22.4% of the total variation in the dependent variable is error/residual (Unexplained)
variation - standard deviation or dispersion of actual (y)’s from the predicted (y)’s on the linear
regression line.
f. Compute the standard error of estimate, and interpret its meaning.
Sy.x = standard error for y (advertising costs – depend.) for a given value of x (number of orders).

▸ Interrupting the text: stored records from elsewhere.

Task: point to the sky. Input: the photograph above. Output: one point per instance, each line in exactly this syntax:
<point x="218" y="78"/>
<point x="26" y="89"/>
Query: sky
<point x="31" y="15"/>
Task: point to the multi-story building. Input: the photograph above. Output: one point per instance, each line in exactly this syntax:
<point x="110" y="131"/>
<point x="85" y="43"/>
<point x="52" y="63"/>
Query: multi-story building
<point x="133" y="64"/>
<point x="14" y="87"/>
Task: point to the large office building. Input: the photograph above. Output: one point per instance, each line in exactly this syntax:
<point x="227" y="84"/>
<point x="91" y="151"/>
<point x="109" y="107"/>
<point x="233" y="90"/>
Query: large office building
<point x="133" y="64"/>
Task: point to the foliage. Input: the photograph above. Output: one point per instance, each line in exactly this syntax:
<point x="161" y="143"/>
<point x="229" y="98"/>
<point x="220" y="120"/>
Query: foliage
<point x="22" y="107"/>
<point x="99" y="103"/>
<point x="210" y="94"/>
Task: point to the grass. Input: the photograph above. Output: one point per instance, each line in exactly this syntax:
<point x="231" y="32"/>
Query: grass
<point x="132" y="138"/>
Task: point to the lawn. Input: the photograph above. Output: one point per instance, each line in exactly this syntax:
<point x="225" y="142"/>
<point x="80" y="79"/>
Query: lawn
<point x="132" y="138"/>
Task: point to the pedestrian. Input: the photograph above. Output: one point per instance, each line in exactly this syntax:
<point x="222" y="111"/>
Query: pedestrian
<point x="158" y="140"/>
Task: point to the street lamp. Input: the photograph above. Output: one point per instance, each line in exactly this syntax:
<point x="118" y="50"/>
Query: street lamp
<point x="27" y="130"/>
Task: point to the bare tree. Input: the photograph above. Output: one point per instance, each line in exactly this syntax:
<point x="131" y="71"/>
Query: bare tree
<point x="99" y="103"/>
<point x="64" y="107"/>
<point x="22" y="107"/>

Sy.x OR STEYX = 4704.51; or [4704.51/1000] = 4.70451 {Simplified}
The standard error of a predicted y-value for each x in the regression is 4.70451
(simplified). This implies the standard error for our forecasted monthly advertising costs is
4.70451.
The predicted dependent variable is located at an x-value corresponding to the regression
line; however, an actual data point may be above or below that line.
Standard error of estimate (SEE): A measure of how inaccurate an estimate might be. It is
essentially the standard deviation or dispersion of actual (y)’s from the predicted (y)’s on
the linear regression line. This is a measure of how well regression line represents the scattered
data. The SEE is the standard deviation of the errors (or residuals). More simply put, the
difference between the actual (y) and the predicted (y) is the error or residual.
The greater the dispersion, the larger the SEE. A larger sample size could be used to
reduce the SEE.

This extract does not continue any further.